In the UK, August’s A-level results day is often marked by images of jubilant high school students — and debates about the costs and benefits of university education. However, for investors in student accommodation providers, recent years have offered little to celebrate. This has prompted a shift towards consolidation, cost efficiency, and preparation for future opportunities.
Unite Group’s £723mn acquisition of smaller real estate investment trust Empiric reflects this trend. Under the deal, Empiric’s shareholders will hold a 10% stake in the combined group, which will manage 75,000 student beds, primarily in cities hosting prestigious universities.
The merger comes amid challenging conditions for the sector. Following the Covid-19 pandemic’s disruptions, companies have faced rising construction costs, higher interest rates, stricter building regulations, and increased local opposition to new projects. According to Handelsbanken, the share of major property investors seeking to increase their exposure to student housing has fallen from 80% in 2023 to just over a third today.
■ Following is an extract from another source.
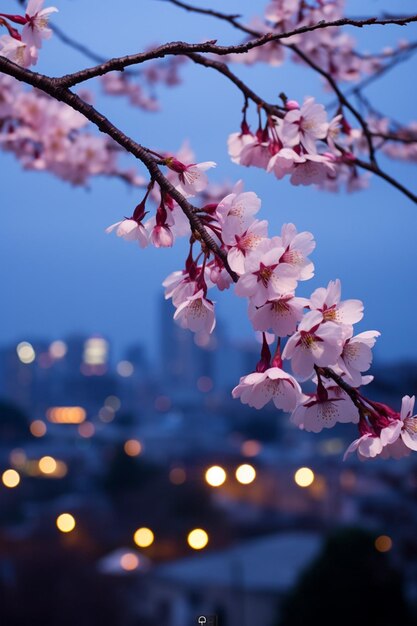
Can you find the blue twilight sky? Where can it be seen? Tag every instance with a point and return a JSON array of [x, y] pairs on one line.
[[62, 274]]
Unite’s share price has dropped 40% since the pandemic, after surging 156% in the previous five years. Despite this, there are signs of optimism. Demand for student housing remains robust, with domestic university applications from 18-year-olds up 2.2% year-on-year by June, even as foreign student visa approvals have fallen by about 20% in the past two years. Accommodation shortages remain acute, and Unite anticipates record numbers of students being offered places.
Investor interest is also picking up. CVC’s infrastructure arm has acquired multiple student housing assets this year, while Australian pension funds have backed ongoing projects. Both Unite and Empiric shares trade at roughly a 25% discount to their net asset values, suggesting potential long-term value.
While the current environment may not warrant top marks for the sector, the Unite-Empiric merger could position the combined entity to benefit from future growth — earning, at least, a pass in today’s tough market.